Knowing your lawn's exact area is the starting point for every turf care decision — how much seed, fertilizer, herbicide, or sod to buy. But your lawn area isn't the same as your lot size. You need to subtract the house footprint, driveway, walkways, garden beds, and any other non-grass areas.
This calculator makes that subtraction simple. Enter your total lot size, then deduct each non-lawn area. The result is your actual turf area in square feet — the number you need for all lawn care calculations.
Accurate lawn area measurement prevents over-buying (wasting money) and under-buying (incomplete coverage). It also helps you compare lawn care service quotes, since most services price by the square foot.
This data-driven approach helps contractors minimize rework, avoid delays caused by material shortages, and deliver projects on time and within the agreed budget. By quantifying this parameter precisely, construction teams can optimize material orders, reduce on-site waste, and ensure structural requirements are met safely and efficiently.
Most people overestimate their lawn size, leading to wasted product and money. This calculator helps you find your true lawn area by subtracting all non-lawn surfaces from your lot, giving you an accurate measurement for all lawn care needs. Data-driven calculations reduce financial risk by ensuring that material orders, labor estimates, and project budgets reflect actual requirements rather than rough approximations.

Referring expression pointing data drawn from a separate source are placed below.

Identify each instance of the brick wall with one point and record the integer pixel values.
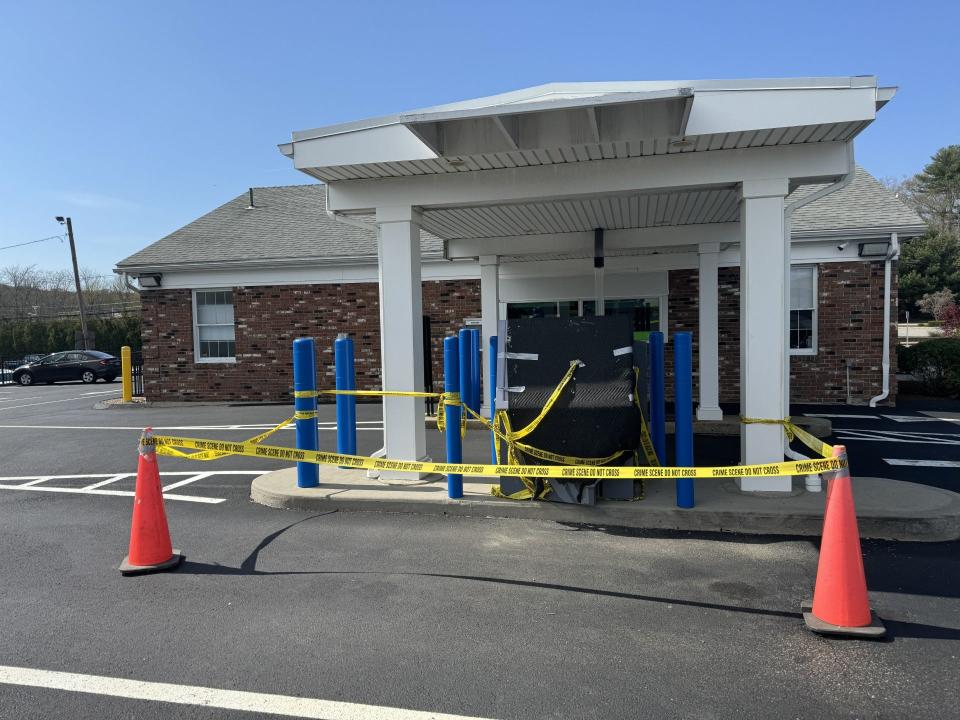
(850, 331)
(267, 320)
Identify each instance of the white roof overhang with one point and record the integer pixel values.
(567, 158)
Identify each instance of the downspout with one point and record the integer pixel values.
(339, 217)
(812, 483)
(893, 253)
(375, 229)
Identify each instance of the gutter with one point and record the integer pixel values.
(126, 281)
(892, 254)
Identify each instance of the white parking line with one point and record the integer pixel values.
(51, 402)
(39, 483)
(198, 696)
(115, 493)
(843, 416)
(922, 463)
(186, 481)
(108, 481)
(35, 482)
(325, 426)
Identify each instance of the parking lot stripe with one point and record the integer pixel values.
(843, 416)
(138, 428)
(114, 493)
(51, 402)
(108, 481)
(922, 463)
(35, 482)
(186, 481)
(199, 696)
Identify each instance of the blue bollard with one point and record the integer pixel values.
(452, 367)
(658, 412)
(683, 415)
(305, 381)
(346, 404)
(492, 392)
(475, 369)
(463, 349)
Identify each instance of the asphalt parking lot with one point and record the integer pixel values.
(476, 617)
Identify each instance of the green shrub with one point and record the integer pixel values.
(935, 364)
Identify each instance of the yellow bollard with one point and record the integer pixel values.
(126, 373)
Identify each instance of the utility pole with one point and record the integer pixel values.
(76, 279)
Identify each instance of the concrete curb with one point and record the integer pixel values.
(936, 518)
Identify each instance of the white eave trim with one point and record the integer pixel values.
(547, 105)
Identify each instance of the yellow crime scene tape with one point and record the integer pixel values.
(163, 443)
(568, 467)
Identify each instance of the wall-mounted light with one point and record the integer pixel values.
(876, 249)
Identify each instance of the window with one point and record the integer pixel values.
(553, 308)
(644, 311)
(803, 310)
(213, 323)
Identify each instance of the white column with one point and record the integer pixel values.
(490, 309)
(401, 332)
(764, 293)
(709, 333)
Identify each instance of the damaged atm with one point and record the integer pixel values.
(573, 391)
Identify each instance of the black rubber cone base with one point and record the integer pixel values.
(874, 630)
(127, 569)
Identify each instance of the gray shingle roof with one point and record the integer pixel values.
(286, 222)
(289, 223)
(863, 205)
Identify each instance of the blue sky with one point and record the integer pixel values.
(135, 118)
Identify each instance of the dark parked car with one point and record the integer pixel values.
(85, 365)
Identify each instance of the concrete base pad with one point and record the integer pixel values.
(874, 630)
(886, 509)
(127, 569)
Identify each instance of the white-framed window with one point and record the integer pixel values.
(803, 310)
(213, 331)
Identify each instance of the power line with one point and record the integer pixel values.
(33, 242)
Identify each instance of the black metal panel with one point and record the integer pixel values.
(595, 415)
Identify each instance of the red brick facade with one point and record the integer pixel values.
(849, 333)
(849, 318)
(267, 320)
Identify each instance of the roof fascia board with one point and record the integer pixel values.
(546, 105)
(878, 231)
(733, 111)
(597, 88)
(810, 163)
(269, 263)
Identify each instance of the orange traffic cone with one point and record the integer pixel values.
(150, 548)
(840, 604)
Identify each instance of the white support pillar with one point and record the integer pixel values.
(490, 312)
(709, 333)
(764, 293)
(401, 333)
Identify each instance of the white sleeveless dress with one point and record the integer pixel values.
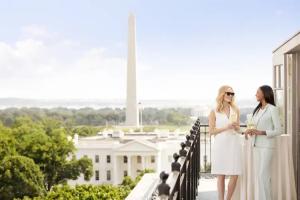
(226, 149)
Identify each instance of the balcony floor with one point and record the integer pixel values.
(207, 189)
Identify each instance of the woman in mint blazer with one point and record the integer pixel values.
(267, 122)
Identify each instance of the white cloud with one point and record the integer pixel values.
(38, 66)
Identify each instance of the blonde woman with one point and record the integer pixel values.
(224, 125)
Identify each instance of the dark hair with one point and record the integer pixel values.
(268, 95)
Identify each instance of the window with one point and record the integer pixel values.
(125, 159)
(97, 175)
(108, 175)
(152, 159)
(278, 78)
(139, 159)
(108, 158)
(96, 158)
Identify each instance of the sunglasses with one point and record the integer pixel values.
(229, 93)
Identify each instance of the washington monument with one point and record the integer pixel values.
(132, 112)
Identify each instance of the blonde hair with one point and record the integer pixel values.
(220, 99)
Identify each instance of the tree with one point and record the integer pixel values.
(7, 142)
(47, 144)
(20, 176)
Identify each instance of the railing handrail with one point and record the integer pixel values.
(183, 180)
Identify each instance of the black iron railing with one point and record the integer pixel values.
(182, 182)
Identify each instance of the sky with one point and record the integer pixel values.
(58, 49)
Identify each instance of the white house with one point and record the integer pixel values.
(116, 154)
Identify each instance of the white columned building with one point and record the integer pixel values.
(116, 156)
(132, 112)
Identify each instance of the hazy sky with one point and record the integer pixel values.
(185, 49)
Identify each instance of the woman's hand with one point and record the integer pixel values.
(254, 132)
(230, 126)
(236, 126)
(257, 132)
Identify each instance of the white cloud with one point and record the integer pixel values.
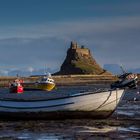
(112, 40)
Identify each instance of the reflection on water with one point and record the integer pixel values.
(123, 124)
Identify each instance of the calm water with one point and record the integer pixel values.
(123, 124)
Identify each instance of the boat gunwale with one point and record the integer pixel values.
(57, 98)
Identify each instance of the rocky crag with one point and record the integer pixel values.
(79, 60)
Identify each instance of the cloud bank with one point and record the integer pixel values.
(112, 40)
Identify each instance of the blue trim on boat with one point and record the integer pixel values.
(36, 107)
(57, 98)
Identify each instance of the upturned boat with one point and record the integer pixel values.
(96, 104)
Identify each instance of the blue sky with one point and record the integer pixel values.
(34, 33)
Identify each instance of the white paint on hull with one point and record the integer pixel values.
(103, 101)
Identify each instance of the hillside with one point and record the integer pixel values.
(79, 60)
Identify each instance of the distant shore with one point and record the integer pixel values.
(67, 80)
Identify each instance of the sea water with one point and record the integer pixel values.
(123, 124)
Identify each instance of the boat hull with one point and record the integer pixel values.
(81, 105)
(46, 86)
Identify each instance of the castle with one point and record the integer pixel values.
(80, 50)
(79, 60)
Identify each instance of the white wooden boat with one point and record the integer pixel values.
(80, 105)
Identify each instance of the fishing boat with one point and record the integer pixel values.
(96, 104)
(127, 79)
(46, 83)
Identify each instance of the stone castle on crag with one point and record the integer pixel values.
(79, 60)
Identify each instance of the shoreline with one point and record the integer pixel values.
(66, 80)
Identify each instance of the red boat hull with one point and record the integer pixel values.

Lawn Area = Total Lot − House Footprint − Driveway − Walkways − Garden Beds − Other Non-Lawn Areas
Result: 6,000 sq ft of lawn
A 10,000 sq ft lot minus 2,000 (house) minus 600 (driveway) minus 200 (walkways) minus 800 (garden beds) minus 400 (patio/other) = 6,000 sq ft of actual lawn area.
Lawn care products are designed for specific application rates per 1,000 sq ft. If you think your lawn is 10,000 sq ft but it's actually 6,000, you'll over-apply every product by 67% — wasting money, potentially burning grass, and contributing to nutrient runoff.
House footprint (including attached garage), driveway, sidewalks, front walkway, patio/deck, garden beds, tree rings, pool/hot tub, shed, play equipment areas, and gravel or mulch-only zones.
Use a measuring wheel for large areas. Walk the perimeter with a GPS app for total lot size. Multiply length × width for rectangles. For circles, measure the diameter and use Area = π × (diameter/2)². For triangles, use ½ × base × height.
With your accurate lawn area, you can calculate: seed for overseeding, fertilizer per application, herbicide coverage, irrigation run times, aeration plugging, and lime or comite treatment amounts. It's the single most important measurement for lawn care.
Check your property deed, tax assessment, or survey plat. Many county GIS websites show lot dimensions and area. Google Maps or satellite imagery with a measuring tool can also provide reasonable estimates.
Measure the outside dimensions of your house (including the garage). For a simple rectangle: length × width. For L-shaped homes, break into two rectangles and add. Your property tax card may list the footprint area.
Every lawn product — seed, fertilizer, herbicide, insecticide — is applied based on square footage. Inaccurate area measurements lead to under- or over-application, wasting money and potentially harming your lawn.
For product application purposes, use the plan-view (flat) area, which is what you see from above. The slope surface area is larger, but products are applied based on plan view. The difference is negligible for most residential slopes.
Break the lawn into simple shapes (rectangles, triangles, circles), measure each, and add them up. Subtract any non-lawn areas within those shapes. For very irregular shapes, use the offset method with a baseline.
Yes, several apps use GPS or satellite imagery to measure lawn area. Google Earth, Measure My Lawn, and iScape are popular options. GPS measurements are typically accurate to within 5–10% for residential properties.